Impulse buys at the supermarket could soon become a lot more expensive. Tatts is quietly appealing the moratorium on a law preventing lottery tickets and scratchies from being sold at supermarket check-outs. The gambling giant is also rumoured to already be in talks with Coles and Woolworths ahead of an expected positive result.

The Newsagents Association of NSW and ACT (NANA) is having urgent talks with Andrew Constance, the NSW Treasurer in an attempt to oppose the overturning of the law.

Chief executive of NANA, Andrew Packham, said many newsagents would be severely affected by supermarkets being given the right to sell lottery tickets and scratchies; some of whom receive up to 90 per cent of their revenue from them.
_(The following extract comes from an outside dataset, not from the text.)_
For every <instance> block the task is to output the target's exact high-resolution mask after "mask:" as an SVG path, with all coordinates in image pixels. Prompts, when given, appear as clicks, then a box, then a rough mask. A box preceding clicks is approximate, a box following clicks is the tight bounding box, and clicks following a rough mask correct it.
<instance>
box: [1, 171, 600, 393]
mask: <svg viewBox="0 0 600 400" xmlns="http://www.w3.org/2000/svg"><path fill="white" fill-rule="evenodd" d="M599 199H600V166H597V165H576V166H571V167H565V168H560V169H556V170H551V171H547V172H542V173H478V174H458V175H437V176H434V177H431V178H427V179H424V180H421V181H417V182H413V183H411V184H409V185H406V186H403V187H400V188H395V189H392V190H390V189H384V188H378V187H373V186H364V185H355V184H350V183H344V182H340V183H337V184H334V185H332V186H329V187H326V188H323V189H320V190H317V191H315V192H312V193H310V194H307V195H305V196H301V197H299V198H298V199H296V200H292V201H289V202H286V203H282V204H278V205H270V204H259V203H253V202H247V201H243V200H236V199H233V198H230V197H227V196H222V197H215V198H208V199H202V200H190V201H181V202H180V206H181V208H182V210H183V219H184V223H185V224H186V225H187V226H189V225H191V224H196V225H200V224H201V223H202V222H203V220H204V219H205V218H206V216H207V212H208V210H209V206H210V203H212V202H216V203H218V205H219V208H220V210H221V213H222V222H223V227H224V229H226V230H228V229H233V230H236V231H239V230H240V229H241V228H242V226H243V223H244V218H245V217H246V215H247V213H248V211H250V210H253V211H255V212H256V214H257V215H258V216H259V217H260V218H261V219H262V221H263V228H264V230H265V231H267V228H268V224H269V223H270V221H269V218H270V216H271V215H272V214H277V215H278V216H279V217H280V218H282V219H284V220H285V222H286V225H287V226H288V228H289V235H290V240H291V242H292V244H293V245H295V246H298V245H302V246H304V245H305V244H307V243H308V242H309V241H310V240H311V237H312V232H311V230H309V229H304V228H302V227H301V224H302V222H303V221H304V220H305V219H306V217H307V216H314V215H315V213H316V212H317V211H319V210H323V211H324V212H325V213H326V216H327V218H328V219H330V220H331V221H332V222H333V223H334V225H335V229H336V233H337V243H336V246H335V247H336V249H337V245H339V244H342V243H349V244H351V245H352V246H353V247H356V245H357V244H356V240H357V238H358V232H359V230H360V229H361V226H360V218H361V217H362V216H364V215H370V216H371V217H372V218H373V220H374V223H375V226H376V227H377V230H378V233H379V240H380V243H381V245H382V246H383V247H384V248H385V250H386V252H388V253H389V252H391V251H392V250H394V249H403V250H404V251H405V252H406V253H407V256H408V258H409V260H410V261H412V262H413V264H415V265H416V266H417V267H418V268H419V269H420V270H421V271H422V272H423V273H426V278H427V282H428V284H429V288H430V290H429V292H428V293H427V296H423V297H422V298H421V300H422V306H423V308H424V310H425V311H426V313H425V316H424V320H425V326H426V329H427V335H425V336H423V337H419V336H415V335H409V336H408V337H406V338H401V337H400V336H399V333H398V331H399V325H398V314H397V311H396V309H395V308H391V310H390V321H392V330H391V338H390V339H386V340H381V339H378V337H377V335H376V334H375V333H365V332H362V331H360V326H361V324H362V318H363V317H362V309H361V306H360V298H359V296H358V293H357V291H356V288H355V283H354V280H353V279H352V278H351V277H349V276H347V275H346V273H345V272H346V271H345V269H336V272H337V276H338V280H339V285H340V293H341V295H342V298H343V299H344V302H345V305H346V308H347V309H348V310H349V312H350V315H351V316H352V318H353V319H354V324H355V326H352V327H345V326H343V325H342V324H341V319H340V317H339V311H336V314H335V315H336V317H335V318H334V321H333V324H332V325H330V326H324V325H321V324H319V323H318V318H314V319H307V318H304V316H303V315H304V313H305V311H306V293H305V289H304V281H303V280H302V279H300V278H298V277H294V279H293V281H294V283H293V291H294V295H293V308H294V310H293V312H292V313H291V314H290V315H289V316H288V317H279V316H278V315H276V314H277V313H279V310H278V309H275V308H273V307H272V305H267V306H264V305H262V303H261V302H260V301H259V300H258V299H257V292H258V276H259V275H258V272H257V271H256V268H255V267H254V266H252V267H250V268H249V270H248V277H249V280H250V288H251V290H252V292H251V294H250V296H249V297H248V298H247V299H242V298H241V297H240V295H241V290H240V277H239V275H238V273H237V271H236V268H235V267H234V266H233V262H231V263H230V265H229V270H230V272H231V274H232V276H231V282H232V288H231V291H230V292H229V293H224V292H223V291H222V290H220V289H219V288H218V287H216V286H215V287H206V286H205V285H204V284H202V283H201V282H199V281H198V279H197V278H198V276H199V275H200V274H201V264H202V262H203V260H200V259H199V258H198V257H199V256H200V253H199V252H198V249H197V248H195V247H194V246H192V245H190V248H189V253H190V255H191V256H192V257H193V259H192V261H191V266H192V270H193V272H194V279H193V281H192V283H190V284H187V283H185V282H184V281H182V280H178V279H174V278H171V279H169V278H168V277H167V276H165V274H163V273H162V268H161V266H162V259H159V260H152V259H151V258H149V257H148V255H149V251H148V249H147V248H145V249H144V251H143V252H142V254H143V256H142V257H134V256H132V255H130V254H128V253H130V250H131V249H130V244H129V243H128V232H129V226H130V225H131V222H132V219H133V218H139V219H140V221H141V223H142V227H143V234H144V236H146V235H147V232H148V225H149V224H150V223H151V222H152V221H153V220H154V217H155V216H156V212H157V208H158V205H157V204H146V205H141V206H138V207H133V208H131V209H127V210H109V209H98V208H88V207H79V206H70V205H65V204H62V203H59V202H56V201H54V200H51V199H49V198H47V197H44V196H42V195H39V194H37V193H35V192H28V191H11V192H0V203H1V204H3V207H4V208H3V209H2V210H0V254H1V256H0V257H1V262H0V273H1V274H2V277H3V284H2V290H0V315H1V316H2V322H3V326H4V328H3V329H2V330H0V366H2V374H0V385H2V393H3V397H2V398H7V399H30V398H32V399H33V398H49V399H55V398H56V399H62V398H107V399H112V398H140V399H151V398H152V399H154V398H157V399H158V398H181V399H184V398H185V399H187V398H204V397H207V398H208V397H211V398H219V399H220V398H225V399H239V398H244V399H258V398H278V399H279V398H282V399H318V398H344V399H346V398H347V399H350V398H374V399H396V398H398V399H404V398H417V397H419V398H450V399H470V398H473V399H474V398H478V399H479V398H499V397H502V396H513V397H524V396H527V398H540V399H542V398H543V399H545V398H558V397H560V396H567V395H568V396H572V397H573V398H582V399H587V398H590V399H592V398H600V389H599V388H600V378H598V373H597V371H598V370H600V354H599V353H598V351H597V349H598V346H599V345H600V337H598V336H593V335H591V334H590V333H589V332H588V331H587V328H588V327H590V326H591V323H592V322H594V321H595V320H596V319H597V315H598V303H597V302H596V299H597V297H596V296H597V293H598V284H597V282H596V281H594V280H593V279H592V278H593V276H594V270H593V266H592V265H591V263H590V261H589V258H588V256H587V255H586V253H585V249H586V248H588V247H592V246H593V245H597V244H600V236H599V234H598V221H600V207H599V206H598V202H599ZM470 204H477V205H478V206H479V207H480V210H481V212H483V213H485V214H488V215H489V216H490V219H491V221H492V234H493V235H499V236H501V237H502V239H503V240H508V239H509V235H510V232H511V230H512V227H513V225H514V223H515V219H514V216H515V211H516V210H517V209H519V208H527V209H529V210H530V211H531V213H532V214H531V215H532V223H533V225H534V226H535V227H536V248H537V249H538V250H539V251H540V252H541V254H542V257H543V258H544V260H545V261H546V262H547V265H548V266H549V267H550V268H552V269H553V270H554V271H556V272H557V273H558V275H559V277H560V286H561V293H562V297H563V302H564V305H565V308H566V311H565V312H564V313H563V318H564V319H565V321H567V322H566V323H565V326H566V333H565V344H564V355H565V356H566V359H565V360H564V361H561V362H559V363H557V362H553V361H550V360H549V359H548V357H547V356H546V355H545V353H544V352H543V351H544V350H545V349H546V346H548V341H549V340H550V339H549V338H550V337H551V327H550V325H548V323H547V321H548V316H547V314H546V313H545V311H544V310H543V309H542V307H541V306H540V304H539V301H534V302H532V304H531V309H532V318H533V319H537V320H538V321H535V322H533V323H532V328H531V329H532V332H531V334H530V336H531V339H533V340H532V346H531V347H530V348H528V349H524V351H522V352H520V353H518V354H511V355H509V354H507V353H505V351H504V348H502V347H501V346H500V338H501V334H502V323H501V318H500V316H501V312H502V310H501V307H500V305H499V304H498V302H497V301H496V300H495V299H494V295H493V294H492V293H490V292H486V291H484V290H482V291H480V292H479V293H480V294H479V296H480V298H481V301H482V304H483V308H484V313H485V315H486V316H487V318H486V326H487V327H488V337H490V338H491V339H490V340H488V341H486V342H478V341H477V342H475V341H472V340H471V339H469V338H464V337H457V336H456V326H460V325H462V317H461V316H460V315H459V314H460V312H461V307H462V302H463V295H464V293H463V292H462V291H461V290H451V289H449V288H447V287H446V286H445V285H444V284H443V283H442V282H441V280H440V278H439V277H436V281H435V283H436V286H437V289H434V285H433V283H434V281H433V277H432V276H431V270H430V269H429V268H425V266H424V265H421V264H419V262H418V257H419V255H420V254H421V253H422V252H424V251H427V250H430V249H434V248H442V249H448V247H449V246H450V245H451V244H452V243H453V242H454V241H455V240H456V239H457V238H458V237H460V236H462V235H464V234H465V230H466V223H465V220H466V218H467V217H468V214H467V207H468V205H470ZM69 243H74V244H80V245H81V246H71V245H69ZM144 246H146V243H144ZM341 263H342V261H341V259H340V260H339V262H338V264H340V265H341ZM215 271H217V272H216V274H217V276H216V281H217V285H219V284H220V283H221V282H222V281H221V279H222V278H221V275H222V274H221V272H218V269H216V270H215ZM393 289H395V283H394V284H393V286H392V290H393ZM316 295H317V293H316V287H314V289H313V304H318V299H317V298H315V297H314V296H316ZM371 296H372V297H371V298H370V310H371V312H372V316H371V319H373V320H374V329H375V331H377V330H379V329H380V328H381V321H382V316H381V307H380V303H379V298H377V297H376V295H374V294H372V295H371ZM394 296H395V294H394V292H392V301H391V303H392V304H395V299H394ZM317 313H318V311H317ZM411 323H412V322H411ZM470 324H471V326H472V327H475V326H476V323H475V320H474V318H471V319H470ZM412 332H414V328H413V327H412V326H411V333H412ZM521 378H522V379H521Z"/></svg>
Mr Packham believes up to 50 per cent of NANA’s membership would become ‘borderline viable’ if the deal went ahead; with up to 600 businesses destined to go under.

New South Wales and Queensland are the only states who currently restrict the sale of lottery tickets to small businesses.

Tatts, on the other hand, offers lottery services nationwide, except for Western Australia. However, it has been working quietly to offer its products through the two major supermarket retailers.

Anti-gambling groups are horrified at the thought of tickets being sold in check-outs. The problem wouldn’t be so much in the immediate effect (which would itself squander millions more of Australian wages into something entirely unproductive to the nation) but in the fact that it would normalise gambling. Younger people would see gambling as simply a part of their daily life.